4.      Sokong payudara dengan satu tangan, sedangkan tangan lain mengurut payudara dengan sisi kelingking dari arah tepi kearah putting susu. Lakukan gerakan ini 30kali.
5.      Pengompresan
Alat-alat yang disiapkan
a.       2 buah kom sedang yang masing-masing diisi dengan air hangat dan air dingun
b.      2 bauah waslap
Caranya :
Kompres kedua payudara dengan waslap hangat selama 2 menit, kemudian ganti kompres waslap dingin selama 1 menit. Kompres bergantian selama 3x berturut-turut dengan kompres air hangat.
      E.  Menyusui pada Ibu-ibu Bekerja
Ketika ibu sedang cuti melahirkan, usahakan untuk memberi ASI secara penuh (ASI Eksklusif) sampai bayi berumur 6 bulan. Sering terjadi bahwa ibu-ibu terlalu cepat memberikan susu formula, dengan alasan melatih atau mencoba agar pada waktu ibu mulai bekerja bayi sudah terbiasa. Kebiasaan ini kurang tepat, justru selama cuti susuilah bayi secara eksklusif. Bila saat ini ibu harus bekerja usahakan produksi ASI tetap bertahan dan bayi tetap memperoleh ASI dengan cara:
1.      Memerah dan menampung ASI
2.      Selama ibu dirumah tetap menyusui secara penuh
3.      Selama ibu tidak  berada dirumah, bayi tetap diberikan ASI perah, ASI yang sudah diperah dan disimpan dalam lemari es atau termos yang diisi batu es.
4.      Usahakan memerah ASI minimal 2x ditempat kerja
5.      ASI yang sudah diperah dibawa pulang kerumah yang disimpan dalam termos yang diisi batu es.

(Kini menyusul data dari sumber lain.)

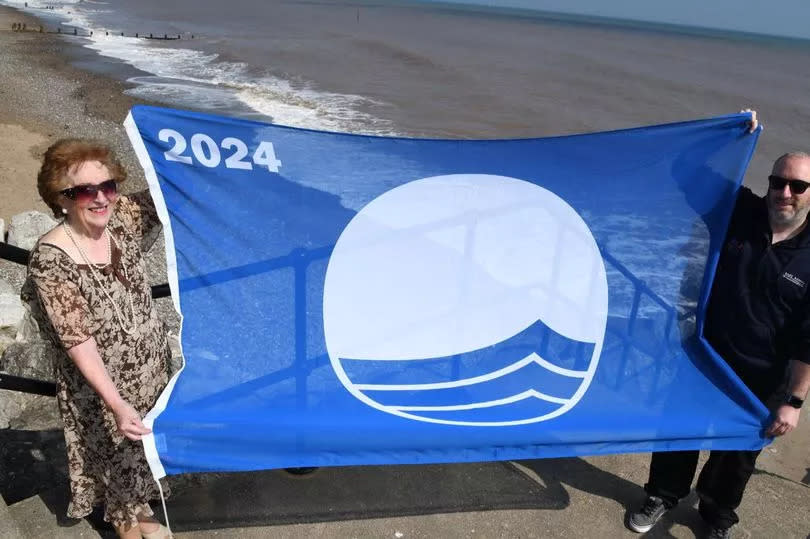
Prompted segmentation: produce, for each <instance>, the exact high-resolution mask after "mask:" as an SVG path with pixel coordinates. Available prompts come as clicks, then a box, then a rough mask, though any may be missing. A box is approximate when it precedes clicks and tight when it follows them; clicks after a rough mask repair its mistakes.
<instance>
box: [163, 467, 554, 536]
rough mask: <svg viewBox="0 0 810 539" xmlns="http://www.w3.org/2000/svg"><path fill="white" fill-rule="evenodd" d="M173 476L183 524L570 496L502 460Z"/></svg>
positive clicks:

F   F. Cara menyimpan ASI perah
1.      Perah ASI semampu anda masukkan kedalam (gelas, mangkuk yang bersih)
2.      Tutup tempat tersebut dengan tutup yang bersih
3.      Bila disimpan dalam suhu ruangan (tidak terkena sinar matahari) dapat disimpan 6-8 jam
4.      Masukkan ASI perah tersebut kedalam lemari es atau termos yang berisi es (suhu 4-8 ) dan dapat disimpan 1 x 24 jam

5.      Bila ASI disimpan dalam freezer atau dibekukan bisa disimpan sampai 3 bulan.